Furthermore, I tested HBGF-YOLO on the MS COCO dataset to assess its generalization capability. The results, compared to other models, are shown below:
| Model | mAP@0.5:0.95 (%) | Params (10^6) | FLOPs (G) |
|---|---|---|---|
| Faster R-CNN | 36.4 | 42.1 | 207.0 |
| SSD | 25.1 | 27.4 | 33.6 |
| YOLOv5n | 28.0 | 1.9 | 4.5 |
| YOLOv7-tiny | 37.4 | 6.2 | 13.7 |
| YOLOv8n | 37.3 | 3.2 | 8.7 |
| YOLOv9t | 27.5 | 4.5 | 10.5 |
| YOLOv10n | 29.8 | 3.5 | 9.2 |
| YOLO11n | 39.5 | 2.6 | 6.5 |
| HBGF-YOLO | 40.3 | 1.7 | 5.9 |
HBGF-YOLO achieves competitive mAP scores with lower computational demands, underscoring its versatility for various object detection tasks beyond photovoltaic panel inspection.
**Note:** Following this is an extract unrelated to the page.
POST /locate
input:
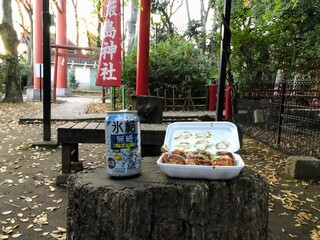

In conclusion, HBGF-YOLO presents a robust solution for infrared small target defect detection in photovoltaic panels using UAV aerial photography. By integrating Rep-HGNetV2, BiFPN, GLSA, and FEFM, the algorithm enhances detection accuracy while maintaining real-time performance on embedded devices. The experimental results on both custom and public datasets confirm its superiority over existing methods, making it a practical tool for large-scale solar farm inspections. Future work will focus on optimizing the network for higher resolution processing and adapting to more diverse environmental conditions to further improve the reliability of photovoltaic energy systems.